第2話 嶋村くん、布切れに襲われる


「じゃあね、また明日!」

「おう、気をつけてなー」

「ばいばーい」

 駆け出すように教室を出て行く嶋村を見送り、三人は顔を合わせた。

「また行くんだ」

「あれから毎日だな」

「なんか情報ねぇの?」

 机に突っ伏しながら石井が訊ねる。

 石井自身も中学の同級生などに変わったデザインのセーラー服の学校など聞いてみたが空振りだった。

 琴吹と弓削も首を横に振る。

「明日休みじゃん、あいつあの辺り歩き回るって言ってたぞ」

「情熱嶋村だね、なんか意外」

「……浮かない顔だな、マーク」

「嶋村大丈夫かなって。なんかあの公園やばい雰囲気あんだよ。お化けに取り憑かれたりしてないか?」

 そんな馬鹿な、と笑い飛ばせなかった。ふたりもなんとなく、あの公園に嫌な感じを覚えていた。

「お化けに恋した、って事?」

「えーちょっと洒落なんないよ。せめて二次元であって欲しいかなー」

 と、急にSNSの通知音が鳴って三人とも肩を震わせた。

「ごめん、私だ」

「ミドリ〜」

「姉さんからだ」

 スマホを確認する弓削の言葉に石井が目を丸くした。

「弓削って、姉ちゃんいるんだ」

「いるよー、葵さん。三つ上だったかな。どして?」

「すげー長女っぽくね?」

「あはは、なんかわかる。なんだったの葵さん」

「朗報、かな。姉さんが例の変なセーラー服を着てる子を見つけた」

 弓削が見せたスマホの画面に視線が集まる。

 遠くから拡大して撮ったと思しき若干荒い画像に、黒髪を白いリボンでゆるいおさげにした、和服のようなセーラー服姿の少女が映っていた。

 雑踏の中で何か買い物をしている様子だ。

「これ商店街かな? 商店街だね、あそこの八百屋さんかなぁ」

「おそらく。実在したんだな、嶋村の妄想や幽霊でなくてよかった」

「ああ、さっそく教えてやろうぜ。弓削、その画像嶋村に送ってやってくれ」

 が、弓削は眉間にシワを寄せた。整った顔立ちをしていると、そういう表情も絵になる。

「どした?」

「いや、嶋村の連絡先を知らない」

 言われてみれば放課後や休日に連絡を取り合うような事がなかった。

「あーちょうどいいや、俺から送っとくからアドレス交換しようぜ」

「え、石井と?」

「なんで嫌がるんだよ……」

 ふたりのやりとりを見て、琴吹は声をあげて笑った。


「やっぱ、いないか……」

 誰もいない公園に、さすがにため息が漏れた。

 猫の額ほどの小さな公園だ、それでもどこかにいやしないかと嶋村は何度も周囲を見まわした、が、やはりいない。いるわけがない。

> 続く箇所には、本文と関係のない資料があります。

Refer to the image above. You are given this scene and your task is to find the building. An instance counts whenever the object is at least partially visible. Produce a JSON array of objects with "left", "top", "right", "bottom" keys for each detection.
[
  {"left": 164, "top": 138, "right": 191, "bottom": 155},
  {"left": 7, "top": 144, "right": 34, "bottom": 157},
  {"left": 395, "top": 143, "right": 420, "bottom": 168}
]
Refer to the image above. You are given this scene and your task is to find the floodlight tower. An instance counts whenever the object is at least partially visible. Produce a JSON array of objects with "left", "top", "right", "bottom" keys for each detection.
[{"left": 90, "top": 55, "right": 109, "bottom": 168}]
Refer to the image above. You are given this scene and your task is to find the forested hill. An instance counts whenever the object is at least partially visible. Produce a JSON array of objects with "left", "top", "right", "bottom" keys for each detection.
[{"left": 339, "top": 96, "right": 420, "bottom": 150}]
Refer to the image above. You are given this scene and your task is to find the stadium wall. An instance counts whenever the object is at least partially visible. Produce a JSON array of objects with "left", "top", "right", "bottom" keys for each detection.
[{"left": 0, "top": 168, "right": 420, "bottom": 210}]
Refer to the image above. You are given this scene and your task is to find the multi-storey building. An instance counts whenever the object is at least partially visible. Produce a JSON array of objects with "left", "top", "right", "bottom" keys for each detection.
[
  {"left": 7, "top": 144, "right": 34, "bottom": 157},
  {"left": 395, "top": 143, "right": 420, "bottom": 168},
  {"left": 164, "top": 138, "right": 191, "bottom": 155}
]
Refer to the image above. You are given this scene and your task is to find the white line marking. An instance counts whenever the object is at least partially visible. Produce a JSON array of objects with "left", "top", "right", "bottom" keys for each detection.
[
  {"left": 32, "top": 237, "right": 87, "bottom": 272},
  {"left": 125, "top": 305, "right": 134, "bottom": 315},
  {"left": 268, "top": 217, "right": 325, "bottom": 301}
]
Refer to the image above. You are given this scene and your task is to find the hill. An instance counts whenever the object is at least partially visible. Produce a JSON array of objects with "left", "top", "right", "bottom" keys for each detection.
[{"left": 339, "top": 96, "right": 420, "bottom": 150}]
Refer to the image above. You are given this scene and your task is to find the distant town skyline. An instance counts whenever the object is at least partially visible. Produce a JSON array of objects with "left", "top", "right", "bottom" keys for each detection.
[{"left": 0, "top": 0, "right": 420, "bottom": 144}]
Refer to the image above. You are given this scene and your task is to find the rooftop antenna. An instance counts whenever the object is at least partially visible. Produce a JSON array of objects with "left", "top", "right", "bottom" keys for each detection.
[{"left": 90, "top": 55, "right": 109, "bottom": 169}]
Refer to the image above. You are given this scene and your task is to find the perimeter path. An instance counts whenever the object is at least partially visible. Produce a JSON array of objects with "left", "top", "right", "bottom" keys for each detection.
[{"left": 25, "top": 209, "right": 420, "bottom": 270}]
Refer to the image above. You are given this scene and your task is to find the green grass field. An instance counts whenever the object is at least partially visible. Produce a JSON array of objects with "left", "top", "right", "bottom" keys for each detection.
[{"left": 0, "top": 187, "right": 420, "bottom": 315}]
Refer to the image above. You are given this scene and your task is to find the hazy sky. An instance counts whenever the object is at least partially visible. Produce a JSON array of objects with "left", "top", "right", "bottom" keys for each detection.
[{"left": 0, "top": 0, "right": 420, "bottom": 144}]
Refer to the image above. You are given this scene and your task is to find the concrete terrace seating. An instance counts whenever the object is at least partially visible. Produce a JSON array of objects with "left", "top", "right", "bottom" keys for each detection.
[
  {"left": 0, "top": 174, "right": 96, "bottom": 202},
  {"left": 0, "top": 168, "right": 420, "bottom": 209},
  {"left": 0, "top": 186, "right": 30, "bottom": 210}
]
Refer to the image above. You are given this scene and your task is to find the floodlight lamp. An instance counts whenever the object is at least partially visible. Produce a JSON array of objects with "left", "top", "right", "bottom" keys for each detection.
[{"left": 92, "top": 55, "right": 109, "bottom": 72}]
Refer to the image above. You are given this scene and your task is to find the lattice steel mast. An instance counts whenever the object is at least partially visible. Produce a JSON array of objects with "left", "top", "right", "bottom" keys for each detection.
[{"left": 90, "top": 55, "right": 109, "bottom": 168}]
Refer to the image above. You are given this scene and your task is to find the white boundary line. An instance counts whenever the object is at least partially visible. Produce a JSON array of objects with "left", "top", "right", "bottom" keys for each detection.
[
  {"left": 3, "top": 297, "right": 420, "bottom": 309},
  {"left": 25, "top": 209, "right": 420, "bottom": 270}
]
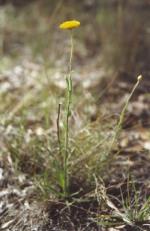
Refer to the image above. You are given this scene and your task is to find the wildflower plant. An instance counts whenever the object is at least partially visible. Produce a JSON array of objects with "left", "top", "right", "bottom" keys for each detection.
[{"left": 57, "top": 20, "right": 80, "bottom": 198}]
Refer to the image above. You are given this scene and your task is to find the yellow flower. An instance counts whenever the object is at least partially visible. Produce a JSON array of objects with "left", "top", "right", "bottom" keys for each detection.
[{"left": 59, "top": 20, "right": 80, "bottom": 30}]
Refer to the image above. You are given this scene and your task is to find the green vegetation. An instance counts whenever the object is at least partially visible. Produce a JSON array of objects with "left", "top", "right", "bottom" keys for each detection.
[{"left": 0, "top": 1, "right": 150, "bottom": 230}]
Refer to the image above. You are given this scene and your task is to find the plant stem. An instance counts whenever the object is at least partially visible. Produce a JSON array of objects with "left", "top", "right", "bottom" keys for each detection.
[{"left": 64, "top": 30, "right": 73, "bottom": 197}]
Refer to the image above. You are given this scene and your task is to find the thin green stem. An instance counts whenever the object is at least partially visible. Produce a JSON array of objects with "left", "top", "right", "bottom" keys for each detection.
[{"left": 64, "top": 30, "right": 73, "bottom": 197}]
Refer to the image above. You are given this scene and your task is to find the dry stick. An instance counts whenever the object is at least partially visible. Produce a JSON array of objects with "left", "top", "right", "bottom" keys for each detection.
[{"left": 107, "top": 75, "right": 142, "bottom": 162}]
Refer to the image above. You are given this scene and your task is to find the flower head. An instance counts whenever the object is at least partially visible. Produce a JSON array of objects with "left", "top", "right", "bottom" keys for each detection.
[
  {"left": 137, "top": 75, "right": 143, "bottom": 81},
  {"left": 59, "top": 20, "right": 80, "bottom": 30}
]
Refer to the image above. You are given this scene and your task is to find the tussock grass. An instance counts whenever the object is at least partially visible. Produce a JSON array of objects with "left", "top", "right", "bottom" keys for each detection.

 今日で五日目、たった一度の偶然に縋るだけでは望みがないかもしれない。

「でも明日は学校休みだし! がんばって探し回ろう!」

 しかし諦めない。

 諦めたくない。

 諦められるわけがない。

「もう一度あの子に会うんだ!」

 自分を鼓舞するために声を張り上げる。

 と。

「うん?」

 背後に何かの気配を感じた。

 もしやあの子か?

 淡い期待を抱いて振り返る。

 が、誰もいない。視線の先では木の枝にぶら下がった布切れが揺れているだけだ。

 ……風もないのに。

「あの布……ずっとあるな?」

 枝にぶら下がっているだけの布が、五日もそのままになっている。

 そういうこともあるだろうが、なんだかおかしい。

 今この時だけはあの子のことが頭から離れた。

 そもそもなんだ、あの布切れは。

 タオルだろうか、だとしてもなぜあんな所に?

 ゆっくり近づいて行く。

 傍目にはただの布切れだ。破れてほつれてぼろぼろの薄汚れた白い布切れ。

 どこかの洗濯物が風で飛んできて引っかかってそのままになっている? 多分そうだろう。でも、何か、怪しい……

 あと一歩進めば、手が届く。

 と、いうところで、カバンの中で携帯がヴーヴーと震えて着信を告げた。

「わっ! ……っくりしたぁ」

 メールやメッセージではないようだ、ずっと震えている。

 慌てて取り出すと相手は石井だった。

「もしもし、どうしたの?」

『あー出た出た。お前メッセージ見てないだろ、今どこ、例の子会えたか?』

「今公園、今日もいなかった。メッセージ? ごめんずっとカバンの中だったから」

『弓削の姉ちゃんがそれっぽい子を見かけて写真撮ってくれたんだ。それ送ったんだよ。俺たちじゃその子かわからん、確認してくれ』

 その言葉に心臓が跳ねた。

「え、ホント!? すぐ見る!」

『待て、場所はその辺りにある商店街だ。俺知らないけど、知ってるか? そこの八百屋で買い物してたらしい。行って聞いてみろ』

「あ、ありがとう! ありがとうマーク! 弓削さんにもありがとう言っておいて!」

『おう、健闘を祈る!』

「ありがとう!」

 通話を切り、震える手でSNSを開く。

 メッセージはだいぶ前、学校を出て少しの頃に届いていた。

 そして画像を開く。

 一瞬心臓が止まった気がした。

 あの少女がいた。

 鮮明ではないが、あの子だと分かった。

 喜びに心が震えた。

 彼女はいる。

 しかもこの近所に。

 商店街は知っている、見切れているがこの八百屋も知っている。

 今すぐ行こう。陽はだいぶ傾いているが、まだ営業しているはずだ。話を聞けば何かわかるかもしれない。

「行かなきゃ!」

「やっぱりよぉ、小僧、これカナエじゃあねぇか」

 携帯をしまい、駆け出しかけた嶋村だったが突然割り込んできた声に足を踏み出せなかった。

 声はすぐ耳元で聞こえた。

 視界の端に白いものが見える。

「小僧、何してんだ? なんでカナエを調べてるんだよ?」

 カナエ? カナエってなんだ?

 それより誰だ、この公園には俺しかいなかった。

 振り返る。

 白いものが目の前にいた。

 ぼろぼろの、ほつれて破れて薄汚れた白い布切れ。

 それがゆらゆら揺れて、まるで目のような破れ目が、怪しく光って嶋村を……

 睨みつけた。

「う、うわ……!」

 布切れが素早い動きで嶋村の口元に巻きついて悲鳴を封じる。口元に感じる感触はタオルというより手拭い、綿100%って感じだ。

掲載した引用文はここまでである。